The President addressed a so-called "fiscal cliff" looming at the end of the year at a press conference Friday. If Congress does not reach a budget agreement and find a way to cut the nation's debt, automatic budget cuts and tax hikes will go into effect January 1, 2013.
President Barack Obama said he will meet with leaders from both parties at the White House next week. He said he's committed to working with Congress to avoid the fiscal cliff, and open to compromise and new ideas. But if lawmakers can't reach a deal, it's main street America that will feel the impact.
A few weeks ago, Kristina Bergman accepted the role of general manager at a popular Waterloo restaurant.
"It's been fun. Interesting, a lot to learn," she said.
Bergman is learning how to balance the diner's customers and the books. Meanwhile, the concept of sinking back into a recession is on the back of her mind.
"I am a little bit concerned as to how it will impact our books and the end result," she said.
Financial experts like Dave Becker say, she has every right to be concerned. Everyone in Bergman's restaurant -- from the owners, to the workers, to the diners -- would take a hit if lawmakers don't make a change.
"Because we're kind of barely keeping our heads above water, and this would be like throwing a 50 pound milestone on it," said Becker.
Most people believe Congress will act -- it's a matter of whether legislators make a long-term or short-term fix.
"We're kind of at a fork in the road.

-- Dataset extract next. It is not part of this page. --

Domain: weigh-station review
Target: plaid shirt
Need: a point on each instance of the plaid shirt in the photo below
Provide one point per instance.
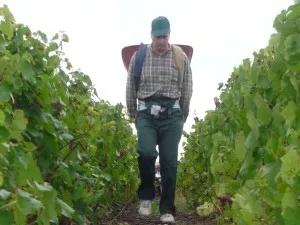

If we get to a point where we say -- okay, we're going to start dealing with our spending problems, we're going to have a balanced budget, that's a big positive long-term. I think the economy and the market would react positively to that. If we have a situation where we continue to kick the can down the road and put a band aid on the situation, that's a big problem," said Beckman.
With the election behind us, Congress can, in theory, focus on what's best for the country -- and what's best for the folks at the corner diner. But will they?
"I would really hope so. It's not kids on a playground. They should be able to work together. Just like the rest of America has to do," said Bergman.
The President is calling for a tax increase on families making more than $250,000. In Iowa, that would directly impact fewer than 30,000 households. It could hurt many more people indirectly, as the so-called "wealthiest Americans" find ways to make up for their personal shortfall.
Becker said it's hard to put a number on exactly how much more an average family would pay if the Bush-era taxes were allowed to expire. But a non-partisan organization, Tax Foundation, came up with an estimated impact. According to that group, the average Iowan would end up paying about $1,800 more next year in taxes.